Soviet radar calibration satellite

Kosmos 472 (Космос 472 meaning Cosmos 472), known before launch as DS-P1-Yu No.52, was a Soviet satellite which was launched in 1972 as part of the Dnepropetrovsk Sputnik programme. It was a 250 kg spacecraft, which was built by the Yuzhnoye Design Bureau, and was used as a radar calibration target for anti-ballistic missile tests.

== Launch ==
Kosmos 472 was successfully launched into low Earth orbit on 25 January 1972, with the rocket lifting off at 11:15:01 UTC. The launch took place from Site 133/1 at the Plesetsk Cosmodrome, and used a Kosmos-2I 63SM carrier rocket.

== Orbit ==
Upon reaching orbit, it was assigned its Kosmos designation, and received the International Designator 1972-004A. The North American Aerospace Defense Command assigned it the catalogue number 05804.
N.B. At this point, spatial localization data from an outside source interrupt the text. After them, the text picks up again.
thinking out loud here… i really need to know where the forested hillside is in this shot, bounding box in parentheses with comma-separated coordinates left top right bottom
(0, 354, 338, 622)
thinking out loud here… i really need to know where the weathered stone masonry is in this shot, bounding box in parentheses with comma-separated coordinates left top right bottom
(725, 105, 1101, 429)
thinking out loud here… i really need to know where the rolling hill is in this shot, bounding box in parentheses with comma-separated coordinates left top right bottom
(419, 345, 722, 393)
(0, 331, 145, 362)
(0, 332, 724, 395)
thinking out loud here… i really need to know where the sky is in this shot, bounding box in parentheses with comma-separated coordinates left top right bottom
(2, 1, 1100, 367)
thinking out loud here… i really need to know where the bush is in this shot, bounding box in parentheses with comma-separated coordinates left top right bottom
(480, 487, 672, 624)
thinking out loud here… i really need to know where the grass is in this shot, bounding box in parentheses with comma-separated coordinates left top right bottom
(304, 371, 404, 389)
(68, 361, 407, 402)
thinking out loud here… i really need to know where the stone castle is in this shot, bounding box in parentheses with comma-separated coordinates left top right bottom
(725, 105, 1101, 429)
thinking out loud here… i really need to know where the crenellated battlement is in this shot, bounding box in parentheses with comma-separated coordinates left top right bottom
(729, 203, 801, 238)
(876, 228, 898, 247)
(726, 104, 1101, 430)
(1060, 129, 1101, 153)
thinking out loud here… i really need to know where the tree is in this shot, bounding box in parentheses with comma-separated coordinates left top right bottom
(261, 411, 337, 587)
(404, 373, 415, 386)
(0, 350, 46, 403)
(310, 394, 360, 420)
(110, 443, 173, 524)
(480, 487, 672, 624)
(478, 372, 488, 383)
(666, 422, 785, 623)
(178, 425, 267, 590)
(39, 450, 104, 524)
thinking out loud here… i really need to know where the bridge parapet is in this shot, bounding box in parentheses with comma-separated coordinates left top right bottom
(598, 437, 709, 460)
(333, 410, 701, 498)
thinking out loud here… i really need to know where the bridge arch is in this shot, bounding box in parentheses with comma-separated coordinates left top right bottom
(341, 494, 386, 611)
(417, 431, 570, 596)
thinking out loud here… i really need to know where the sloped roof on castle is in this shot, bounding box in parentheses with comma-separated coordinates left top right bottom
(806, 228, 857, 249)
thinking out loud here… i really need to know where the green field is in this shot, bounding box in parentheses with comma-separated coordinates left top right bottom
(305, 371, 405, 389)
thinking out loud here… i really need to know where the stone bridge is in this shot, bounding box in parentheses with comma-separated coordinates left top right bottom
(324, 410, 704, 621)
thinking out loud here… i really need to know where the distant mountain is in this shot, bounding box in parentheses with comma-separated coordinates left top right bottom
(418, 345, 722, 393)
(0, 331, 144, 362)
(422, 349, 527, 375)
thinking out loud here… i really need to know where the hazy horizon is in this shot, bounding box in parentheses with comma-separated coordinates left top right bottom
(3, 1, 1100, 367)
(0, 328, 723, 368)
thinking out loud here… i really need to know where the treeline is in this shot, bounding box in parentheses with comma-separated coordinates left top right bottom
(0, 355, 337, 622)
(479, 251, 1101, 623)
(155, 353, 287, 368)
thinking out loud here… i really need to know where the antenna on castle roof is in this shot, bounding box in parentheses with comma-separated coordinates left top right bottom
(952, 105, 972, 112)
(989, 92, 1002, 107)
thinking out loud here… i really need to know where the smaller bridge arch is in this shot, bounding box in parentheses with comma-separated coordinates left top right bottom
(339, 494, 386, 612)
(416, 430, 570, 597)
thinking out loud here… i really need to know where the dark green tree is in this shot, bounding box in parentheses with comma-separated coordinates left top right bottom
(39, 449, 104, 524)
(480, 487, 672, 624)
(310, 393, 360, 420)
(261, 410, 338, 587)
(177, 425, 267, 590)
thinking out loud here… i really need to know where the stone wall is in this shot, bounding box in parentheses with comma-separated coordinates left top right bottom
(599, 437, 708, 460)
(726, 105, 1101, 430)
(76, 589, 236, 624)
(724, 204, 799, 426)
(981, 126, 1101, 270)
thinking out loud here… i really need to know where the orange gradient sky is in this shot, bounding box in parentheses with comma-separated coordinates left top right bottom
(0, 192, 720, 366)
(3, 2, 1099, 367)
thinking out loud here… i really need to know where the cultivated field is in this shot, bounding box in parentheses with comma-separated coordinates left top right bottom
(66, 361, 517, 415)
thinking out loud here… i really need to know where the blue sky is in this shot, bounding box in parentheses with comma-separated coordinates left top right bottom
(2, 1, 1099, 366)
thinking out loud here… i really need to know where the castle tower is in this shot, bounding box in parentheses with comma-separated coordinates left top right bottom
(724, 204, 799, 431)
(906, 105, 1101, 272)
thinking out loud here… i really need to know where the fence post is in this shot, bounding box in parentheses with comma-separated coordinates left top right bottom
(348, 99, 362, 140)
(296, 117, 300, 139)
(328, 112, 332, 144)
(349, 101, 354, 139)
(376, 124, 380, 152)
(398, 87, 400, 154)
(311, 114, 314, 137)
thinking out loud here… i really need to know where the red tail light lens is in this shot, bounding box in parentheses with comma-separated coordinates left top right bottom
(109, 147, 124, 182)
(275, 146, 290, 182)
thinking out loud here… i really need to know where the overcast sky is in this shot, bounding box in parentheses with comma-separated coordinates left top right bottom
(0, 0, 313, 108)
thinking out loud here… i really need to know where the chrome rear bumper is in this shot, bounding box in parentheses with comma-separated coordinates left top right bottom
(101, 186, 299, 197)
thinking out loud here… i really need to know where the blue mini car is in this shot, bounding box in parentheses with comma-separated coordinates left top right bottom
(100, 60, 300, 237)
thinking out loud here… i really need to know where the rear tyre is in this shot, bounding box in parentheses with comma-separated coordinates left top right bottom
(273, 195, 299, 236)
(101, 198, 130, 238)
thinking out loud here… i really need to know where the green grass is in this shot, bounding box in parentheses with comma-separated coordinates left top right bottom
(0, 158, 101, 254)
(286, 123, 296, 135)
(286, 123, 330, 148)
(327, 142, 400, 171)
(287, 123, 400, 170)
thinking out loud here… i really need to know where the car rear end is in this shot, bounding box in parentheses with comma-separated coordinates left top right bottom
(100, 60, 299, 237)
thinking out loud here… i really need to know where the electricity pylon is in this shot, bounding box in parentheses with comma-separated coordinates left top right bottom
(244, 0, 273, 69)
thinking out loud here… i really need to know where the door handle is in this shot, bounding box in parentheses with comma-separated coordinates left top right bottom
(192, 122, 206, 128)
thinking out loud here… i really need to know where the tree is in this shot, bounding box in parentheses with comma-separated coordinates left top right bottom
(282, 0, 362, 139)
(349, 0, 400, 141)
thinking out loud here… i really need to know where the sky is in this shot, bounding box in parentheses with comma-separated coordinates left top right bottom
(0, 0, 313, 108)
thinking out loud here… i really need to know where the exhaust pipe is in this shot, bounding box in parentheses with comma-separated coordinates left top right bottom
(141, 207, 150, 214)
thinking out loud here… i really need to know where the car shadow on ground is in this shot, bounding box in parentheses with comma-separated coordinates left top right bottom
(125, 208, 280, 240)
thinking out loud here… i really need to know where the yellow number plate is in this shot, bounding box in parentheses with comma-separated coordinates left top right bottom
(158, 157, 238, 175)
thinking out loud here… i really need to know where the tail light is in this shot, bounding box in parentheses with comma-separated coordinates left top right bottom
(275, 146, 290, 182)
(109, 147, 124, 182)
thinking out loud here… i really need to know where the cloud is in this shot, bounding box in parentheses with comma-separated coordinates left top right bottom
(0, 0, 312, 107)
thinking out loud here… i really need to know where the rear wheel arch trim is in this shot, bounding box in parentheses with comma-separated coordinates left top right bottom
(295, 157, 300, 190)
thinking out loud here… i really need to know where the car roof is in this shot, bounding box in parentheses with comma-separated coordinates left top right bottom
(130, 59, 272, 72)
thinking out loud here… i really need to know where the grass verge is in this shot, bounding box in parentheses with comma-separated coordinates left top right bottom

Kosmos 472 was the fiftieth of seventy nine DS-P1-Yu satellites to be launched, and the forty-fifth of seventy two to successfully reach orbit. It was operated in an orbit with a perigee of 195 km, an apogee of 1417 km, 81.9 degrees of inclination, and an orbital period of 101 minutes. It remained in orbit until it decayed and reentered the atmosphere on 18 August 1972.